The report said 56 countries had met an internationally agreed goal - a Millennium Development Goal (MDG) - to halve by 2015 the proportion of the population without access to safe drinking water and basic sanitation.

Seventy-seven countries have met the MDG sanitation target and 116 countries have met the MDG drinking water target.

Most of the 45 countries expected to miss the MDG target for safe drinking water are in sub-Saharan Africa, which also has the lowest levels of improved sanitation with South Asia.

If current trends continue, there will still be 2.4 billion people without access to an improved sanitation facility in 2015, falling short of the MDG sanitation target by over half a billion people, the report said.

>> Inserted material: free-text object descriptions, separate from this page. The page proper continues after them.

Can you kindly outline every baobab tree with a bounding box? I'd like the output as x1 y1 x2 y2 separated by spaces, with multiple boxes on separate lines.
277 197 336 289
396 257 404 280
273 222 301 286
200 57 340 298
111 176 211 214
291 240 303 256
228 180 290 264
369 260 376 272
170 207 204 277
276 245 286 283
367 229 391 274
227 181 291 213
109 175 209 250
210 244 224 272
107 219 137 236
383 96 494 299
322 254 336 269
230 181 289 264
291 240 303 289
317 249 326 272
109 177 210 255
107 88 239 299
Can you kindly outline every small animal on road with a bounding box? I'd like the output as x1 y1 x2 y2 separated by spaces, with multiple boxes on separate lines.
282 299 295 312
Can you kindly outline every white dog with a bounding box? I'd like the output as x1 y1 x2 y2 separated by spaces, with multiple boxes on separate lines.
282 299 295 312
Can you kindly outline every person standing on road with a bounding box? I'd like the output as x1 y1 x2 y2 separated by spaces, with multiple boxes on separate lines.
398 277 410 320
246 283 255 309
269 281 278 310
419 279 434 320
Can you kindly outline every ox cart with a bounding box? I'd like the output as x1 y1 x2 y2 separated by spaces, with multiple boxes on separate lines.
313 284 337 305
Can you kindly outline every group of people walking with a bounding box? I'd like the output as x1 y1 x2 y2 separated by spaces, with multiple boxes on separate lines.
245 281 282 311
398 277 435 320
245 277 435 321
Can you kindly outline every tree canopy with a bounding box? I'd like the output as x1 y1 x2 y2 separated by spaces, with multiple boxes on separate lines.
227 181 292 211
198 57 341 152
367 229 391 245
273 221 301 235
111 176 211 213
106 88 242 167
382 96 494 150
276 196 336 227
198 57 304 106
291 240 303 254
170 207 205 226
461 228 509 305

The United Nations has already started drafting its post-2015 development agenda for water and sanitation.

"The question now is, what will the new targets be? There is a growing consensus that (they) should focus on universal access (to safe water and sanitation) as a part of the push to end extreme poverty by 2030," WaterAid's deputy head of policy, Tom Slaymaker, told Thomson Reuters Foundation.

"The only way in which we are going to get there is by having a very serious commitment and focus on reducing inequalities."